Two weeks later, she had her second session, and you can see the third photo in the sequence above that she got even more increase in her range of motion in her upper body, and again, that was after maybe 5 minutes of work on two areas. Not to mention her lower body which is why she originally came in:
My glutes are so sore! Like I’ve been doing kickbacks all day. It feels crazy amaze balls different. I’m thrilled! It means they’re working! I’m Ass-tatic!! Get it? Like “ecstatic,” but with Ass.
(I love Lisa and her sense of humor, and her attitude of “sure, let’s do this!”). She is the ideal client; she came in and was open to a different type of treatment. She understood that it wouldn’t be an overnight fix (although how she felt from one day to the next was quite impressive, not to mention that her results have lasted), and she did the right thing by continuing on the path to pain relief. She is putting herself on a plan to continue the process, work on the years of core instability, and correct her movement patterns that need a little direction.
See, when you are in pain, the body has different ways of dealing with it. It might surface as compensation patterns, such as leaning slightly to the right in your squat because of ankle mobility problems in the left. You might end up with headaches regularly, and suddenly you’re chewing on Excedrine Migraine like it’s going out of style. It might surface on a bigger scale, such as lack of sleep, numbness and tingling in your hands or feet, and then your mood starts to get affected-you are crabby because you’re in pain, you end up in tears at the end of the day because your low back is so tight.
Pain is not normal!
Unfortunately, our brains have started to send those signals to the body that this is the new normal, and many of us just accept it. We start taking the pain meds, we create those compensation patterns, and soon, you don’t even realize that your left shoulder is two inches higher than your right.
It doesn’t have to be that way, but it will take work on your part. Miracles don’t happen in one session, and while we can make a lot of progress in one session, it will take several, and sometimes over several weeks or months. Some people have spent thousands of dollars on medical doctors, physical therapists, chiropractors, and sometimes even resorting to surgery, and they are still in pain. Then they show up in our office, and we are sometimes their last hope. They are defeated, negative and frustrated with the lack of progress, and sometimes they expect us to fix it all in a 60-minute session.
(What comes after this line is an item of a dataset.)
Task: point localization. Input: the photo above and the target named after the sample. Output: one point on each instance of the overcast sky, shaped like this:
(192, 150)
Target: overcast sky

Sorry, no magic here, and it’s a process, and it will take time just like anything else.
Pain relief is going to take consistency
If you have been suffering in pain for an extended period, you must understand that it will take an extended period to undo the damage. If you aren’t getting the relief you had hoped for from your monthly sessions, it may be worth investing in yourself and your health to up the frequency temporarily. Perhaps look at weekly sessions for a few weeks, reevaluate and start to space the appointments out until you are on a maintenance routine to keep things at bay. It may take even more, but you may also be surprised at how more frequent bodywork can quickly and effectively send new signals to the neuromuscular system to help the body chill out.
Stop making excuses for those dysfunctional movement patterns and start prioritizing your health and wellness and see what might happen if you begin to practice more self-care for yourself. Your body, mind, and spirit will thank you.